A New Model of Alzheimer’s

Dr. Weaver isn’t the only one questioning the beta-amyloid hypothesis behind the development of Alzheimer’s disease.

Different researchers have come up with various mechanisms other than beta-amyloid by which Alzheimer’s pathology could occur. However, these ideas - he writes in his paper, published in the journal Alzheimer’s & Dementia - “are often regarded as mutually exclusive and indeed even in competition.”

So, the scientist looked at the entirety of research in this field, conducting a wide-ranging review of laboratory and human studies combined with the findings from his own lab.

This led to a new hypothesis which he calls “AD-squared” or “AD2,” a broadly encompassing model of Alzheimer’s disease which harmonizes multiple divergent theories into a single unified comprehensive explanation.


Beta-amyloid Starts As A Repair Mechanism

The key finding from the model is that beta-amyloid grows to higher levels in the brain when it’s trying to repair damage. It has a role as an early responder to brain damage, setting off a cascade of events within the immune system. It also directly attacks microbes.

“We believe beta-amyloid is right where it should be,” says Dr. Weaver. “It acts as an immunopeptide – a messenger within our immune system – so that if we have head trauma, beta-amyloid repairs it. If a virus or bacteria comes along, beta-amyloid is there to fight it."

The protein should dissipate after repair, so why does it hang around, build up, and end up causing damage? 

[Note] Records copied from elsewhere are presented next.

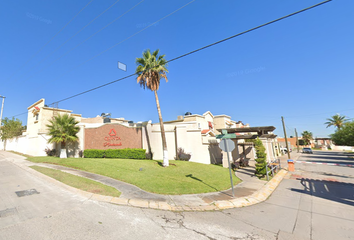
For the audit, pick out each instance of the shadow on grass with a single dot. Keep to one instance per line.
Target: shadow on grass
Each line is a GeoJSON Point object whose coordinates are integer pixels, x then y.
{"type": "Point", "coordinates": [195, 178]}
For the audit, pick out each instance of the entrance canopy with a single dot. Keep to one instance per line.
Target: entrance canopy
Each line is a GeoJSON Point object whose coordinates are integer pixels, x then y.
{"type": "Point", "coordinates": [251, 132]}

Beta-Amyloid Gets Confused

The problem arises because there are certain similarities in electrical properties on the outer surface membranes of both brain cells and bacteria. Beta-amyloid mistakenly sees neurons as bacteria and so it attacks them.

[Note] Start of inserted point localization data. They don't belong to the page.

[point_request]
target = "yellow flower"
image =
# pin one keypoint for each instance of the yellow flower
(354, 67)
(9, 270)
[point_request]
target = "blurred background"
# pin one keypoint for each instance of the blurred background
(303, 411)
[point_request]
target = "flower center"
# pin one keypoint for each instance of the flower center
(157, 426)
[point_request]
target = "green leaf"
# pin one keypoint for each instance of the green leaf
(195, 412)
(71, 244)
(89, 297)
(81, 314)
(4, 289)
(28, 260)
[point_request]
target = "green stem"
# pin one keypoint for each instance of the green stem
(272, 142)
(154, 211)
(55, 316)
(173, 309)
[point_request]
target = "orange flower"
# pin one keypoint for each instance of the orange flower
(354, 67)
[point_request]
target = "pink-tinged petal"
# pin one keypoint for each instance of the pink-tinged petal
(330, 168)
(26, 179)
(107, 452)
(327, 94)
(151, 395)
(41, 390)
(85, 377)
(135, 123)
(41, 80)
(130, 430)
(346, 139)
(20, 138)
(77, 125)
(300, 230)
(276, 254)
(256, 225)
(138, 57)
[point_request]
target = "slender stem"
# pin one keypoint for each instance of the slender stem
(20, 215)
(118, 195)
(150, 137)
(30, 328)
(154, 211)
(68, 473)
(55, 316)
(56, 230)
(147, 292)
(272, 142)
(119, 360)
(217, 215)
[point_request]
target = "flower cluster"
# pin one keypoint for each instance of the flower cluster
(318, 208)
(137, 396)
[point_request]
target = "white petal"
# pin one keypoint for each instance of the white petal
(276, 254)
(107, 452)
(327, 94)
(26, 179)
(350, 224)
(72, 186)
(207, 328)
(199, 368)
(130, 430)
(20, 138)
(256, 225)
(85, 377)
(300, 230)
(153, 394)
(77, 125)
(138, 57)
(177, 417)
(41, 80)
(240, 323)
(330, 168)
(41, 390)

Dr. Weaver explains this by saying, “Beta-amyloid gets confused and can't tell the difference between a bacterium and a brain cell and so it inadvertently attacks our own brain cells. This, then, becomes what we call an autoimmune disease. The immune system is actually attacking the host, our brain."

The problem never resolves because this misdirected self-attack results in breakdown products which in turn harm nearby neurons. This triggers the release of more beta-amyloid, leading to a self-perpetuating autoimmune cycle of harm.

Rethinking Alzheimer's as an autoimmune disease and beta-amyloid as a normal part of our immune system opens the door to new avenues and approaches to develop innovative new therapies, maintains Dr. Weaver.

"We're very excited in our lab. We think that this autoimmune theory is sound and represents a significant conceptual step forward."